Entretanto, a evolução econômica entrou em progresso acelerado, graças à navegação
de longo curso e demais progressos em matéria de produção transportes. Tornaram-se
assim possíveis novas e mais produtivas empresas, facilitadas além do mais pela
conquista de ricas colônias no novo e no velho mundo, novas fontes de matérias primas e
novos mercados para os produtos manufaturados europeus. É o início da concentração
capitalista que resultou a formação de empresas de produção, comércio e transportes em
escala acima de qualquer uma conhecida, e que proporcionou ao mundo, meios para um
progresso aceleradíssimo. Cresciam assim a produção dos artesãos, os lucros dos
comerciantes e os rendimentos dos impostos e dízimos, dando nova vida e novos índices
de crescimento às cidades.

ABSOLUTISMO

1
Enquanto que a economia européia progredia celeremente mediante moldes burgueses,
os governos implantados ou alimentados por essa mesma classe burguesa cristalizavam-
se em formas absolutistas, separando-se gradativamente do povo.
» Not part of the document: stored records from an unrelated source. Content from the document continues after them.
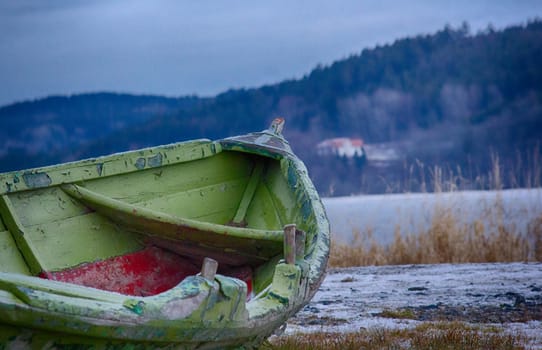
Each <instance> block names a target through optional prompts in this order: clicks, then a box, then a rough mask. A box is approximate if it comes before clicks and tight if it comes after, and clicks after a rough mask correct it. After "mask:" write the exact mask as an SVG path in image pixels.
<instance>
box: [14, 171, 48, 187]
mask: <svg viewBox="0 0 542 350" xmlns="http://www.w3.org/2000/svg"><path fill="white" fill-rule="evenodd" d="M14 180H15V179H14ZM23 180H24V183H25V184H26V186H28V187H29V188H36V187H44V186H49V185H50V184H51V182H52V181H51V178H50V177H49V174H47V173H31V172H25V173H23ZM14 182H15V183H17V182H19V181H18V179H17V181H14Z"/></svg>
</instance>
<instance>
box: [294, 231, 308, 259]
mask: <svg viewBox="0 0 542 350" xmlns="http://www.w3.org/2000/svg"><path fill="white" fill-rule="evenodd" d="M305 239H306V234H305V231H302V230H297V229H296V230H295V258H296V260H297V259H303V258H305Z"/></svg>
Como sempre, a
cidade sofre a influência desse estado de coisas. 0 suntuoso palácio de Versalhes,
construído pela coroa francesa com o objetivo de realçar seu próprio poder, constituiu
exemplo logo imitado por outros governos absolutistas. Politicamente era um salto para
trás, rumo aos faraós; socialmente, mais um fosso separando a nobreza sinecurista do
povo espoliado, mais um símbolo de provocação à classe burguesa, tornada
revolucionária. Urbanisticamente, a megalomania barroca.

CIDADE BURGUESA

A revolução francesa veio destruir esses antagonismos, repondo a civilização em


marcha. Extinguindo privilégios nobiliárquicos e eclesiásticos eliminou também a forma
de propriedade feudal e a cobrança de dízimos. Resultou o estado burguês, que ainda
hoje permanece sobre quatro quintos da superfície terrestre. A economia liberal,
desembaraçada dos tributos e escopos impostos pela nobreza e pelo clero, progrediu
rapidamente, e com ela a população e a riqueza das cidades. Era também o limiar das
transformações revolucionárias que a cidade viria a sofrer e que permanece sofrendo até
em nossos dias.
Vimos acima que a cidade feudal se caracterizava pelo patrimônio único, concentração
entre muros e construção inteiramente conforme um plano de conjunto. Além disso, sua
evolução era muito lenta, permitindo planejamento antecipado e detalhado havendo
nesse planejamento o objetivo marcado de criar a cidade como obra de arte. Nada era
negado aos elementos urbanos preponderantes particularmente a praça: tempo, dinheiro,
artistas... a praça de São Marcos em Veneza levou cerca de 10 séculos para ser
completada e nela trabalharam alguns dos melhores arquitetos e escultores daquele
longo período.
A transição da cidade feudal para a cidade burguesa primitiva procedeu-se através de
revolução tão violenta quanto a própria revolução política. Acarretando o parcelamento
da propriedade urbana e rural e realizando mais eqüitativa distribuição de riqueza, a
extinção do feudalismo destruiu também a unidade arquitetônica. Cada novo proprietário
levantava construções a seu bel prazer, completamente à revelia do ambiente, sem a
menor correlação com as unidades vizinhas. Era preciso construir tanto e tão depressa
quanto o exigia o crescimento urbano, e esse crescimento, era cada vez mais rápido... O
resultado lógico foi o caos arquitetônico. A cidade burguesa surgia heterogênea e
desordenada, espelhando o regime nascente: vigoroso e produtivo, individualista e
inculto.
Devemos notar que, com exceção das armas de fogo, nenhuma conquista técnica capaz
de alterar a estrutura urbana, fora registrada desde 3.000 anos A.C. até ao início do
século XVIII. As armas de fogo tornaram inúteis as muralhas medievais, que
desapareceram aos poucos. Todas as demais alterações foram devidas exclusivamente
à evolução das relações humanas e aos modos de produção. Em compensação, o século
XVIII inaugurava seqüência interminável de importantes inovações técnicas. Eram os
primeiros alvores da revolução industrial.